Using Duplicati as archiving tool

lopixo9083 · May 22, 2021, 6:39am

I have the following usecase and I’m wondering if it can be done with Duplicati:

I have a set of files from a completed work project. Likely those files don’t change anymore but I want to archive them. What I can imagine as flow is:

Run a Duplicati action to backup the entire folder. Store the main results somewhere in cold storage (eg deep glacier), but keep a snapshot file (maybe the duplicati database) locally.
After e.g. a year, come back to the folder, and check if there have been updates since the last backup. I don’t really expect changes, but maybe somebody added e.g. some notes or an invoice or some other small file. Create a delta archive, and store the delta again somewhere in cold storage.

A simple solution to do this is with tar --listed-incremental (GNU tar 1.34: 5.2 Using tar to Perform Incremental Dumps), but this doesn’t exist natively in Windows. I could do the first step with 7zip, but this doesn’t have this feature with snapshot files - it needs the full first backup to be able to produce a delta file.

Is there a way to make this with Duplicati?

Kahomono · May 22, 2021, 2:30pm

Wait - are you sure 7z doesn’t have a flag to add files modified since some arbitrary date? Or all files newer than a specified file? You can plant that time-anchor file by saving the log of the original archive action.

lopixo9083 · May 22, 2021, 2:58pm

7zip doesn’t seem to support this natively, but indeed, I could use an external tool/script to generate a list of new files and feed that to 7zip.

It’s a bit more error-prone since it relies on file attributes and not on file content so if something comes along and updates all the time stamps, it’ll make a very big update in the next backup round, but I guess that’s a small risk.

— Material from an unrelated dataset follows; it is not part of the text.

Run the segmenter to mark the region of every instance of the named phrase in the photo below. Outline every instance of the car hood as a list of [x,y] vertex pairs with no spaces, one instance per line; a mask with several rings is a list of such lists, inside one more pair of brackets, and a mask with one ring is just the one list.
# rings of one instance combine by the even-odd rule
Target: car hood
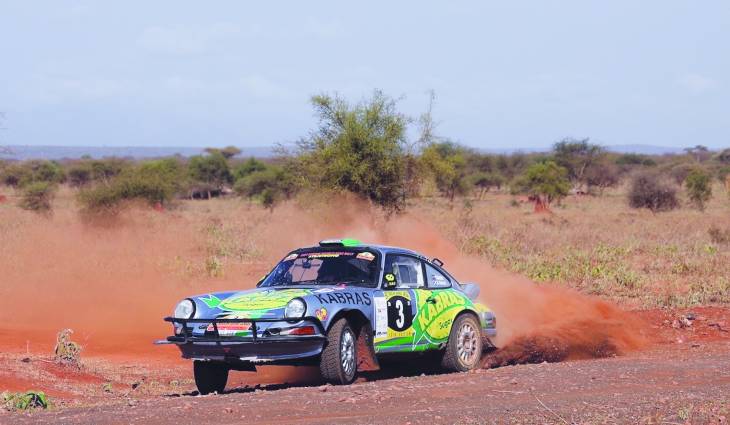
[[257,319],[283,317],[284,309],[292,298],[312,293],[303,288],[257,288],[239,292],[216,292],[193,297],[197,317],[213,318],[221,314],[233,314],[237,318]]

ts678 · May 22, 2021, 4:22pm

This sounds like a normal backup. At first I was worried that this was an archive-and-delete-from-source.
I don’t like them for several reasons. The UI is not designed to find them, and backup is not 100% reliable.
Backup is to be a second (or for safety, third, etc.) copy, and not the one-and-only copy of important data.

Features

Incremental backups
Duplicati performs a full backup initially. Afterwards, Duplicati updates the initial backup by adding the changed data only.

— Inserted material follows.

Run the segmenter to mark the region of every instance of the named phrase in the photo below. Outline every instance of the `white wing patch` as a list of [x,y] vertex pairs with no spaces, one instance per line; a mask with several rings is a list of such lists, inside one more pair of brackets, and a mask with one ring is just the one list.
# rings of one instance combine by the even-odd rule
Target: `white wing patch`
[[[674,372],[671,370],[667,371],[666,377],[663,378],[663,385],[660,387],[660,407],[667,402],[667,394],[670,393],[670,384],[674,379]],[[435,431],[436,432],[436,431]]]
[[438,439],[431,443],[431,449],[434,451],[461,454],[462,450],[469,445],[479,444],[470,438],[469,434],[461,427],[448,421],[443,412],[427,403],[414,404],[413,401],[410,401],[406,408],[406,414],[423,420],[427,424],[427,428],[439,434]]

The backup process explained

How the backup process works

Cold storage is a separate issue. Some (e.g. Google Cloud) seem mostly like a pricing table difference.
Others genuinely require special actions to get to cold files, and this requires workarounds for Duplicati.

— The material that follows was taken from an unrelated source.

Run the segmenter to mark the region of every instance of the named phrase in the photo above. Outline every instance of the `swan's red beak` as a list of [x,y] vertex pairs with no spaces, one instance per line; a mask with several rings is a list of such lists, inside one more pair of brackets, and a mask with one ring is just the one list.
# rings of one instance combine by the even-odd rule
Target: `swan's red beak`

I believe Duplicati won’t get tricked by this. The updated time stamp will make it scan the file, but contents being the same means no file data gets updated. Only the metadata (including time stamp) gets updated.

I’m not seeing it either, but I’m not sure how that leads into having to script something. I think it’s more like

Differential Backups with 7-zip shows how the differential (or “update”) mode can make the difference file.
One drawback is that on the system you need the original files and the original 7-zip backup always there.
Duplicati needs only the original files and the local database that knows the hash of the original file blocks.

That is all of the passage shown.